If points (5,5), (10, k) and (-5, 1) are collinear, then the value of k is

To determine the value of \( k \) such that the points \( (5, 5) \), \( (10, k) \), and \( (-5, 1) \) are collinear, we can use the concept of the area of a triangle formed by these three points. The area will be zero if the points are collinear. ### Step-by-Step Solution: 1. **Set Up the Determinant**: We can use the determinant of a matrix formed by the coordinates of the points.
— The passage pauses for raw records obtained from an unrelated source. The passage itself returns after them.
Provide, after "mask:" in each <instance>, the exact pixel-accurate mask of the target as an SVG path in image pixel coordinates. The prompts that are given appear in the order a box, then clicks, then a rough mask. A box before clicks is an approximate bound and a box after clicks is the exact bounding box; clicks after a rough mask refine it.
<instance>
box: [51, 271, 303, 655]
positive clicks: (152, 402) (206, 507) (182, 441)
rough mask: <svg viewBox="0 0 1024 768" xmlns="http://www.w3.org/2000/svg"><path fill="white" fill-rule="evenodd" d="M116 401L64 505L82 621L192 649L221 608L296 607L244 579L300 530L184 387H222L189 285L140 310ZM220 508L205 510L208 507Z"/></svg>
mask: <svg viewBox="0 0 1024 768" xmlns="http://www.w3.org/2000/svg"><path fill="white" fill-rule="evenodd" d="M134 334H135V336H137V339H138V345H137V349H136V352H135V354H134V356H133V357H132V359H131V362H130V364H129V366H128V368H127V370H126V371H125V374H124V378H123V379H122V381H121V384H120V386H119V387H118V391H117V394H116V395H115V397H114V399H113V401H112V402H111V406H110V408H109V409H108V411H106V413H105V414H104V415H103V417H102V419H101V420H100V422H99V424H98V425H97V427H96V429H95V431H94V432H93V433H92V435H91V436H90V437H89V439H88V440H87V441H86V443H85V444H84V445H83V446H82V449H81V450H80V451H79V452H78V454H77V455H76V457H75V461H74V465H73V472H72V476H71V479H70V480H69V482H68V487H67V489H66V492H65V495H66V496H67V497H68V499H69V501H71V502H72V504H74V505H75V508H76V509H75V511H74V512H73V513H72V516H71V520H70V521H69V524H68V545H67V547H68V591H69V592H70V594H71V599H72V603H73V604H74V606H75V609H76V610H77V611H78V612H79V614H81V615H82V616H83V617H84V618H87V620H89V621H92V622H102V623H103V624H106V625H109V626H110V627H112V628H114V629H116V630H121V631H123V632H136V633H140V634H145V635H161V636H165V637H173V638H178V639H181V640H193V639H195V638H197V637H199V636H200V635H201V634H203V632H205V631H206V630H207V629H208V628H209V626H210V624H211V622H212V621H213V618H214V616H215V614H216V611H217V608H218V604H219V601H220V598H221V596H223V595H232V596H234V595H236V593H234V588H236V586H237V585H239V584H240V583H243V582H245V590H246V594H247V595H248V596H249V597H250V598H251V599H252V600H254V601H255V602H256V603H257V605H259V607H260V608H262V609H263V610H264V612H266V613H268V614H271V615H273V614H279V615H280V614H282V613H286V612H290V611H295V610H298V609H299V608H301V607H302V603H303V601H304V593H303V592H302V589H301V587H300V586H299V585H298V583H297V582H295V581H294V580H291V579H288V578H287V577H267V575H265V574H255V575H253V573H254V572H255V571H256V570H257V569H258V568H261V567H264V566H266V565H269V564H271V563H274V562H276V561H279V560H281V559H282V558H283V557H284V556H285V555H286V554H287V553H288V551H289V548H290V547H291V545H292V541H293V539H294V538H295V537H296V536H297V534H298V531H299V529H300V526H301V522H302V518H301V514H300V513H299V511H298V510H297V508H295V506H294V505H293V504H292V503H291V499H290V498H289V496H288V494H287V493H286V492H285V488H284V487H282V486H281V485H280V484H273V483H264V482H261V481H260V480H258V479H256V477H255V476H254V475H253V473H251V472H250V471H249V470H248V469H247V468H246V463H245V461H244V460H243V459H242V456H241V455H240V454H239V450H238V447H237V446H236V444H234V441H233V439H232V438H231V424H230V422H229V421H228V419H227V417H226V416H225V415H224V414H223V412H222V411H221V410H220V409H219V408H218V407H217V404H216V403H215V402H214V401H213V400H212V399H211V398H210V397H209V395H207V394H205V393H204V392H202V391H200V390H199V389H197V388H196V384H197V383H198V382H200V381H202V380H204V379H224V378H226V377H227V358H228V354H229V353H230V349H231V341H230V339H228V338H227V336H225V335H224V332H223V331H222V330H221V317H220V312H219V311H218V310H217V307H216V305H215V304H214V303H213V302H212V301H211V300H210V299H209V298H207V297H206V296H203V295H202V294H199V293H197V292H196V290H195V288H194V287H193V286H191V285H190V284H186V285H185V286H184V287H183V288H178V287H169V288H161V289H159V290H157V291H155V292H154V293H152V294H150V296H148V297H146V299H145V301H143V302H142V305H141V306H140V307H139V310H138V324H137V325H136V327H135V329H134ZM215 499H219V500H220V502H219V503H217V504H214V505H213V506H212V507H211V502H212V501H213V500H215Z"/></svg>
The points can be represented as: \[ (x_1, y_1) = (5, 5), \quad (x_2, y_2) = (10, k), \quad (x_3, y_3) = (-5, 1) \] The determinant is given by: \[ \begin{vmatrix} x_1 & y_1 & 1 \\ x_2 & y_2 & 1 \\ x_3 & y_3 & 1 \end{vmatrix} = 0 \] 2. **Substitute the Points into the Determinant**: Substitute the coordinates into the determinant: \[ \begin{vmatrix} 5 & 5 & 1 \\ 10 & k & 1 \\ -5 & 1 & 1 \end{vmatrix} = 0 \] 3. **Calculate the Determinant**: Expanding the determinant, we have: \[ 5 \begin{vmatrix} k & 1 \\ 1 & 1 \end{vmatrix} - 5 \begin{vmatrix} 10 & 1 \\ -5 & 1 \end{vmatrix} + 1 \begin{vmatrix} 10 & k \\ -5 & 1 \end{vmatrix} \] Now calculate each of the 2x2 determinants: - First determinant: \[ \begin{vmatrix} k & 1 \\ 1 & 1 \end{vmatrix} = k \cdot 1 - 1 \cdot 1 = k - 1 \] - Second determinant: \[ \begin{vmatrix} 10 & 1 \\ -5 & 1 \end{vmatrix} = 10 \cdot 1 - 1 \cdot (-5) = 10 + 5 = 15 \] - Third determinant: \[ \begin{vmatrix} 10 & k \\ -5 & 1 \end{vmatrix} = 10 \cdot 1 - k \cdot (-5) = 10 + 5k \] 4. **Combine the Results**: Substitute back into the determinant equation: \[ 5(k - 1) - 5(15) + (10 + 5k) = 0 \] Simplifying this gives: \[ 5k - 5 - 75 + 10 + 5k = 0 \] Combine like terms: \[ 10k - 70 = 0 \] 5. **Solve for \( k \)**: Rearranging gives: \[ 10k = 70 \implies k = 7 \] ### Final Answer: The value of \( k \) is \( 7 \).